Ya se los imaginaba sentados a la mesa de la cocina, con las libretas abiertas, oliendo a café y a los bares de la noche anterior, haciendo preguntas a Dave y a ella. A pesar de que estaba segura de que se comportarían con educación, le infundirían miedo. Dave y Ella también serian educados e imperturbables.

Porque todo se basaba en las pruebas. Y ella acababa de hacer desaparecer las pruebas por el desagüe del fregadero de la cocina y por el oscuro alcantarillado. Por la mañana, desmontaría el tubo del desagüe y también lo lavaría; tiraría lejía por dentro del tubo y lo volvería a colocar en su sitio. Pondría la camisa y los pantalones vaqueros dentro de una bolsa de basura y la escondería hasta el martes por la mañana; entonces la lanzaría a la parte trasera del camión de la basura y allí sería aplastada, estrujada y prensada junto con los huevos podridos, los pollos pasados y el pan seco. Haría todo eso y se sentiría más importante y se encontraría mejor de lo que se encontraba habitualmente.

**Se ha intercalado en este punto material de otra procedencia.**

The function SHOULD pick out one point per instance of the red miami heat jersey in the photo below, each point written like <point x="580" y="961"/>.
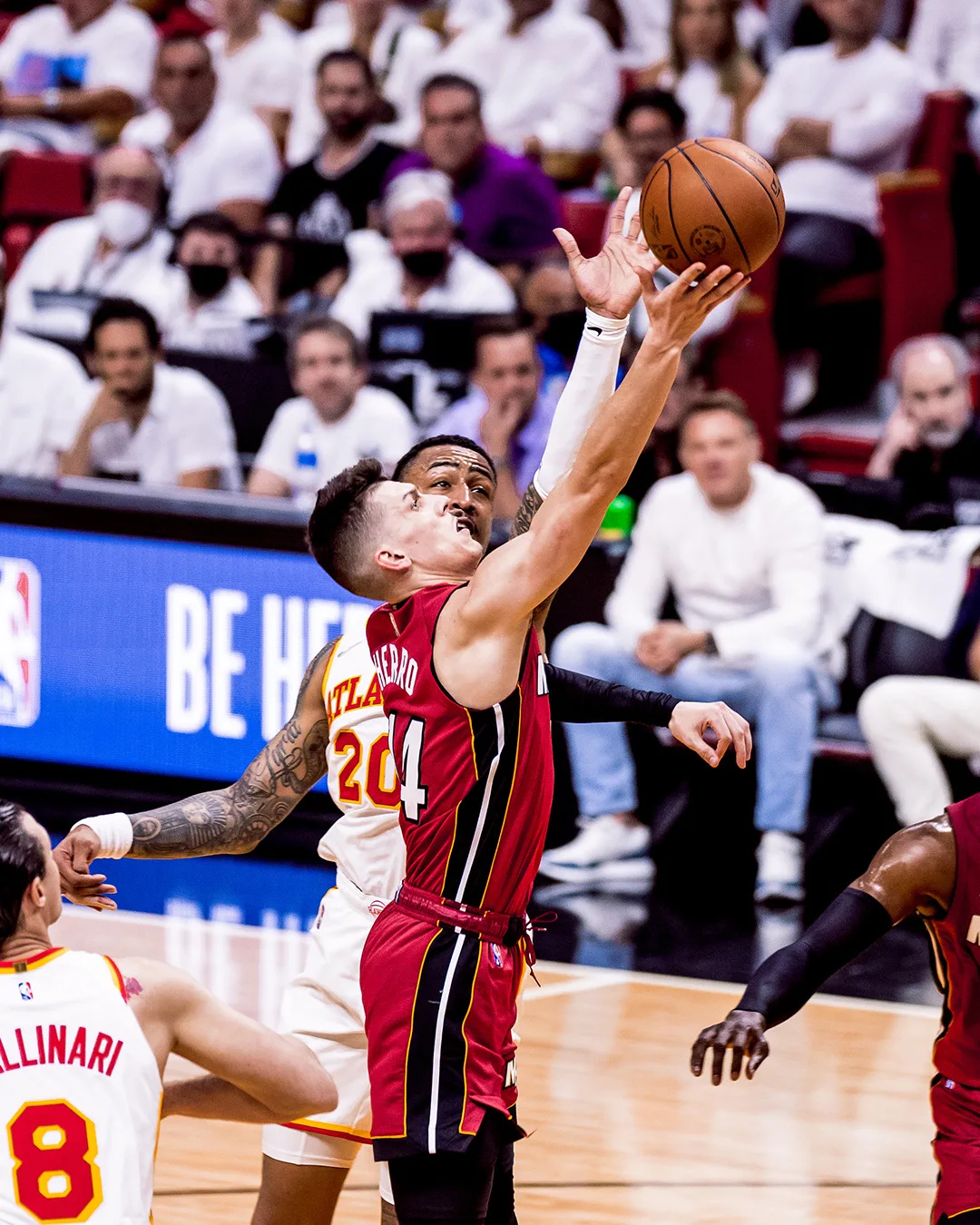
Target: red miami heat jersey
<point x="475" y="784"/>
<point x="956" y="945"/>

– Te hace sentir solo -confesó Dave.

– ¿El qué?

– Hacerle daño a alguien -contestó con dulzura.

– Pero no tenías más remedio.

Asintió con la cabeza. En la penumbra de la cocina, la piel se le veía de color gris. Aun así, parecía más joven, como si acabara de salir del vientre de su madre y respirara con dificultad.

– Ya lo sé. Era la única alternativa. Sin embargo, te hace sentir solo. Te hace sentir…

Celeste le acarició la cara y a el se le marcó la nuez de la garganta mientras tragaba saliva.